Erzincan'ın Kemaliye ilçesine bağlı Başbağlar köyünde 33 kişinin hayatını kaybettiği katliamın canlı tanıkları, şahit oldukları dehşeti hafızalarından silemiyor.
Başbağlar’da cenazeleri yıkayan imam: Naaşlarda...

Başbağlar köyünde kurşuna dizilen 28 kişi ile ateşe verilen evlerde yanarak can veren 5 köylünün cenazelerini yıkayan imam Tahsin Özerdal, katliamın sabahında Başbağlar'a ilk giden insanlardan biri olduğunu söyledi.Kemaliye Müftüsü ile cenazeleri yıkamak için Başbağlar'a ulaşan Özerdal'ın, o gün yaşadıklarını hatırlarken bile gözleri doluyor.

Sabah erken saatlerinde Kemaliye Müftüsü'nün telefonuyla olayı duyduğunu belirten Özerdal, müftüyle birlikte Başbağlar'a gittiklerini belirtti. Köye girdiklerinde 'Sivas'ın intikamını aldık' bildirilerinin kendilerini karşıladığını anlatan Özerdal, birbirine bitişik olarak inşa edilen evlerin yandığını gözlemlediklerini ifade etti. Dağ eteğindeki bir dere yatağı içinde kurulu bulunan köyün üst kısmında 28 erkek cesedini yan yana dizili bulduklarını dile getiren Özerdal, köy muhtarının ölü numarası yaparak kurtulduğuna şahit olduklarını anlattı.

Özerdal, olaydan sağ kurtulanlarla yaptıkları konuşmalar ışığında olayı şöyle anlattı: "Köyün muhtarı ile akşam namazı için camiye gelmediği için sağ kurtulan Necmi isimli köylü ile konuştuk. Anlattıklarına göre; akşamüzeri 100'e yakın PKK mensubu köyü bastı. Ezanın okunduğu sırada camiye giren örgüt mensupları cemaati zorla dışarı çıkardı. 1.5 saat örgüt propagandası yaptılar. Sonra teröristlerin kullandığı telsizden haber geldi. Sonra tüm erkekler kurşuna dizildi, burada 28 kişi öldü. Ardından ölülerin başında halay çektiler. Daha sonra köy ateşe verildi ve 214 ev, köy okulu, köy camii, halkevi yakıldı. Yakılan evlerde saklanan 1'i kadın 4 kişi de yanarak can verdi."
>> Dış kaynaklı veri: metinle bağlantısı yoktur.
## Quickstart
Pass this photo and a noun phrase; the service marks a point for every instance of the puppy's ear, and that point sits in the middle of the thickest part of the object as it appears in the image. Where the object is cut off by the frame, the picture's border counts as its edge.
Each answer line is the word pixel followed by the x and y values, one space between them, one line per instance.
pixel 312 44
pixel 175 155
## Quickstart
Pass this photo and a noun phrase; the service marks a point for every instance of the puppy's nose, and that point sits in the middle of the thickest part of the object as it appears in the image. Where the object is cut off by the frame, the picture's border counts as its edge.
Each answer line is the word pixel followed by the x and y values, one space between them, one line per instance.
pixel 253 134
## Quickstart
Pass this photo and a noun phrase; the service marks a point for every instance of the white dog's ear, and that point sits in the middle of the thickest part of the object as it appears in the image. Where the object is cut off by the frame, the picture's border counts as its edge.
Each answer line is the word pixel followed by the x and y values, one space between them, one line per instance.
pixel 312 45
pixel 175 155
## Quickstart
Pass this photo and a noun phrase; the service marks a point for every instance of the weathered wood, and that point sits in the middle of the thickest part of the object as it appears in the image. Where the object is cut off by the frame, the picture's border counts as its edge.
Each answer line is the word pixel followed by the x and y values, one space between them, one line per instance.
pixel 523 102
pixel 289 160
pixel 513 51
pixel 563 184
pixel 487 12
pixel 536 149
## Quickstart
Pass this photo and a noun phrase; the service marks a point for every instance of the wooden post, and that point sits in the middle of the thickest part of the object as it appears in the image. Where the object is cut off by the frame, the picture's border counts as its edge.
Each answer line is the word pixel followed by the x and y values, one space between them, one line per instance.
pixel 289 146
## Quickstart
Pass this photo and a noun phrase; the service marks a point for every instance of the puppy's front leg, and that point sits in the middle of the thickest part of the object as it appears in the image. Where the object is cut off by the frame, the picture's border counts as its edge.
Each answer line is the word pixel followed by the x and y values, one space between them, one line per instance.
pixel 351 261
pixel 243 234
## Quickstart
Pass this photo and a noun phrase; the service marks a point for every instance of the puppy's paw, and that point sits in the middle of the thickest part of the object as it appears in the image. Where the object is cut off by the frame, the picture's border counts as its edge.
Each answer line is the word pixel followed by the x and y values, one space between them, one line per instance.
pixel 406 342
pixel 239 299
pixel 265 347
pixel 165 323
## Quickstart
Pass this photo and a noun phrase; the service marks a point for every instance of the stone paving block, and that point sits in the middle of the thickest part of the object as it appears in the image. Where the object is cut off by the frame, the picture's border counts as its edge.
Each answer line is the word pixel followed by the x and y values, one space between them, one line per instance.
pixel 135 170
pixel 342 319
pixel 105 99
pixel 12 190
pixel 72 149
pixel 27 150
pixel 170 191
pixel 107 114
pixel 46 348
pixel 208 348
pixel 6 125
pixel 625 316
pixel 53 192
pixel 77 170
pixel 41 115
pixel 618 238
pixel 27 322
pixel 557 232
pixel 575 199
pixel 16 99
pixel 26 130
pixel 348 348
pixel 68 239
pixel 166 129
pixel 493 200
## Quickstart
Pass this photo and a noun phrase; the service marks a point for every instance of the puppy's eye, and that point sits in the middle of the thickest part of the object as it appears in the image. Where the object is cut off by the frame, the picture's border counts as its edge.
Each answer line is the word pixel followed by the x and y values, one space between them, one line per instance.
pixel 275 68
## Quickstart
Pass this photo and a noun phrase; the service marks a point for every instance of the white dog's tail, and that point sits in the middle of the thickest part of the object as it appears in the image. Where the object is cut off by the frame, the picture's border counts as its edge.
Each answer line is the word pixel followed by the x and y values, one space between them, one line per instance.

"BİR İNSANIN ÖLMESİ İÇİN BİRKAÇ KURŞUN YETERLİ OLUR ANCAK..."

Cenazeleri birkaç imam arkadaşı ile birlikte yıkadıklarını söyleyen Özerdal, katliam günüyle ilgili hafızasında kalanları şu sözlerle dile getirdi: "Her taraf yakılmıştı. Köyün kadınlarının yaktığı ağıtlar yürekleri dağlıyordu. Cenazeleri gözyaşları içinde yıkadık. Bir insanın ölmesi için birkaç kurşun yeterli olur ancak Başbağlar'da kurşuna dizilen kişiler üzerinde onlarca mermi deliği vardı. Yanan kişilerin ise vücutları tanınmaz haldeydi. Bir köylü kadın olay yerindeki bir rütbeli subayın yakasına yapışarak 'İnsanlarımızı öldürenleri biz tanıyoruz. Saldırıyı yapanlar arasında bizim çevremizdeki köylerde yaşayan insanlar vardı. Köyümüze ırgatlık yapmaya gelenler vardı' dediğine şahit oldum. Sonra cenazeleri kamyona koyarak Kemaliye'de defnettiler. O gün yaşadıklarım hala aklıma geldiğinde bayılacak gibi oluyorum. Tarifi imkansız bir görüntü vardı."